[Intel-gfx] [PATCH] drm/i915/selftests: Fail hangcheck testing if the GPU is wedged

Fri Jul 6 06:37:53 UTC 2018

Quoting Rodrigo Vivi (2018-07-05 21:44:56)
> On Thu, Jul 05, 2018 at 04:02:14PM +0100, Chris Wilson wrote:
> > If the GPU is irrecoverably wedged on startup, it means that it failed
> > on initialisation and we have already tried to reset it but failed. We
> > can ignore all further testing, as it is already dead.
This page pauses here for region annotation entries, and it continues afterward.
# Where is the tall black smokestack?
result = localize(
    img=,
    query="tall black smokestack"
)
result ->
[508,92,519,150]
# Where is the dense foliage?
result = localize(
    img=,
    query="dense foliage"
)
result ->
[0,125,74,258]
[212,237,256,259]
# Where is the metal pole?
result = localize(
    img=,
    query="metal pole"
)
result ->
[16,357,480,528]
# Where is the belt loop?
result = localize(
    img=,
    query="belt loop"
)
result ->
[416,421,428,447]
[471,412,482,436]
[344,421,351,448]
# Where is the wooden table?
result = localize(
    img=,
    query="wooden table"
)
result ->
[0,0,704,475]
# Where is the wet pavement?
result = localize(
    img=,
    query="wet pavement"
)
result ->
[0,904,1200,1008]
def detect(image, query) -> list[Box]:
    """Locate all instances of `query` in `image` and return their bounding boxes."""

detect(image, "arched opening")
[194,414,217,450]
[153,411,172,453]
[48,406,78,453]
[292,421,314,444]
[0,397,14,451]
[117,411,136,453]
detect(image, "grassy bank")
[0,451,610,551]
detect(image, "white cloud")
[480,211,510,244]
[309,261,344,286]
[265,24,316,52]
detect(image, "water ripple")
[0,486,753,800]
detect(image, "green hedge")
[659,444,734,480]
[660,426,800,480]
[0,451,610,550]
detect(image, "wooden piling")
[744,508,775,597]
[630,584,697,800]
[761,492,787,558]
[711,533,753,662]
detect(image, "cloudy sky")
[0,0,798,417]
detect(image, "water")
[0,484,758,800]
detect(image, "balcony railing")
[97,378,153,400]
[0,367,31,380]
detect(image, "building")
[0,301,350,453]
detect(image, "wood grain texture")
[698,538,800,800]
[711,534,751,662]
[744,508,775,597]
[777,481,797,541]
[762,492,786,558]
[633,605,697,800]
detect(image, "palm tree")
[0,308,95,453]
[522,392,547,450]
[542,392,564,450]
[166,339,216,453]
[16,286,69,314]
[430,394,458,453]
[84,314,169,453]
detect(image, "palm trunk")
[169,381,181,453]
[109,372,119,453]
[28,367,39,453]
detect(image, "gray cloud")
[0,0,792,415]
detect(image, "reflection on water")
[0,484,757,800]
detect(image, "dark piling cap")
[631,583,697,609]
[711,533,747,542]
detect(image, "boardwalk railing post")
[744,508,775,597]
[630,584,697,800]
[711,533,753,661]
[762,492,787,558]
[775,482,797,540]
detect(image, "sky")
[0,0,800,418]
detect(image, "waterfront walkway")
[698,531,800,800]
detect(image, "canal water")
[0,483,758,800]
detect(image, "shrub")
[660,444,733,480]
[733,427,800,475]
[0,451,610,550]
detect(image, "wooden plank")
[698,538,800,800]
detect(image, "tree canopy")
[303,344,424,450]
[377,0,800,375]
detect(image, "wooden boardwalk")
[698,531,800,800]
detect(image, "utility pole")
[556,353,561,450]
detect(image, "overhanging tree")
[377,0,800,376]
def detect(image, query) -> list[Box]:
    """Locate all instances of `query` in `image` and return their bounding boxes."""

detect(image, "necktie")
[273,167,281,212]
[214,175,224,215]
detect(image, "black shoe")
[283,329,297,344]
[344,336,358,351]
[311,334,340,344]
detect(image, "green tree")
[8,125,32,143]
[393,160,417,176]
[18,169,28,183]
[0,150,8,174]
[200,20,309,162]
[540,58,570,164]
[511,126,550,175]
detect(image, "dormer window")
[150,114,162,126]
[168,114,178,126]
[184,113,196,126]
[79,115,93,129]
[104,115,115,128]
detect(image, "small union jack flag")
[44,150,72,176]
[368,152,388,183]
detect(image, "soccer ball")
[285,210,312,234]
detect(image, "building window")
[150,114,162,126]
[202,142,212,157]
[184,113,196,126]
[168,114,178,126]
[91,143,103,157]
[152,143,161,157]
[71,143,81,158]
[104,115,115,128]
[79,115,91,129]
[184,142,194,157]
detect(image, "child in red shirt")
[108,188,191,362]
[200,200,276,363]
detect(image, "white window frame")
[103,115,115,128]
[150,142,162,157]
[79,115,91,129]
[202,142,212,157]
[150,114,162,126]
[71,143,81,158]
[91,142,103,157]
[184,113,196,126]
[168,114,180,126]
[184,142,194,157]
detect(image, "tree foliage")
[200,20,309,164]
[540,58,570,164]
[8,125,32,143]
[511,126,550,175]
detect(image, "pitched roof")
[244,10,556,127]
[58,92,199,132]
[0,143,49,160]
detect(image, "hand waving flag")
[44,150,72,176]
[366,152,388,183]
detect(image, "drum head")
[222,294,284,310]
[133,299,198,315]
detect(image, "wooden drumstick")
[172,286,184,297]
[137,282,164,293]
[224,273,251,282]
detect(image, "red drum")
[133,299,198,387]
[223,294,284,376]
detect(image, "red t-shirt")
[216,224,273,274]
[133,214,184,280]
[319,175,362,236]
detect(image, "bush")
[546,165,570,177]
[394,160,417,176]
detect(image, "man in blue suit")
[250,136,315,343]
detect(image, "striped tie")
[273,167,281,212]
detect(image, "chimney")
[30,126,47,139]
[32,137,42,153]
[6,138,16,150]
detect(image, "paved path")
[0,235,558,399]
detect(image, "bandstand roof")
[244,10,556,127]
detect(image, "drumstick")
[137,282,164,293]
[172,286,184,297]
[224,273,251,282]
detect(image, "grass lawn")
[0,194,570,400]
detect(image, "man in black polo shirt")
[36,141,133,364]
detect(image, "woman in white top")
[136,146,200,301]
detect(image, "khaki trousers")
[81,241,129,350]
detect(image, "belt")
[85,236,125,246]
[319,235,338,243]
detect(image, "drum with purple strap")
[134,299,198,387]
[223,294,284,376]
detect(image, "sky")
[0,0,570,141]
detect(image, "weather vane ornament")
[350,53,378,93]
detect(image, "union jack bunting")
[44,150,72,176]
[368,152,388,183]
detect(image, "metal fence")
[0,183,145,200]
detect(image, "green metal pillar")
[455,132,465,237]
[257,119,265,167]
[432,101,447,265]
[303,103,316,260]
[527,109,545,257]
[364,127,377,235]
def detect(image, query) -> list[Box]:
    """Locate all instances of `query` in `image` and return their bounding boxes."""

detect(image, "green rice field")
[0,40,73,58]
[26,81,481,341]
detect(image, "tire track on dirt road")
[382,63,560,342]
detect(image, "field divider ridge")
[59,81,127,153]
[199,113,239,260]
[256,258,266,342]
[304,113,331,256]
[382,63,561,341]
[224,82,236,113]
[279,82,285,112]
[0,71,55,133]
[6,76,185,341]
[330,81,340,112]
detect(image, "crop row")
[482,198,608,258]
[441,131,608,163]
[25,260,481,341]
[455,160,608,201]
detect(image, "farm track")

Failing early,
> > prevents us from slowly failing in our endeavours later and timing out.
> > 
> > Signed-off-by: Chris Wilson <chris at chris-wilson.co.uk>
> > ---
> >  drivers/gpu/drm/i915/selftests/intel_hangcheck.c | 3 +++
> >  1 file changed, 3 insertions(+)
> > 
> > diff --git a/drivers/gpu/drm/i915/selftests/intel_hangcheck.c b/drivers/gpu/drm/i915/selftests/intel_hangcheck.c
> > index fe7d3190ebfe..fca073c96c2d 100644
> > --- a/drivers/gpu/drm/i915/selftests/intel_hangcheck.c
> > +++ b/drivers/gpu/drm/i915/selftests/intel_hangcheck.c
> > @@ -1243,6 +1243,9 @@ int intel_hangcheck_live_selftests(struct drm_i915_private *i915)
> >       if (!intel_has_gpu_reset(i915))
> >               return 0;
> >  
> > +     if (i915_terminally_wedged(&i915->gpu_error))
> > +             return -EIO; /* we're long past hope of a successful reset */
> > +
> 
> Maybe -ENOTRECOVERABLE ?

Interesting choice, our convention so far has been -EIO for losing state
due to a GPU hang, but an extra flavour for when we wedge the driver?

Hmm, fence->error needs to remain -EIO (differentiating that between
reset/wedge for userspace seems to convey no more information imo), and
we've already baked 
	if (i915_terminally_wedged(&i915->gpu_error))
		return -EIO;
into the abi for the points of interest. 

Sadly too late, I don't think we can pick another errno for the cases it
actually matter.
-Chris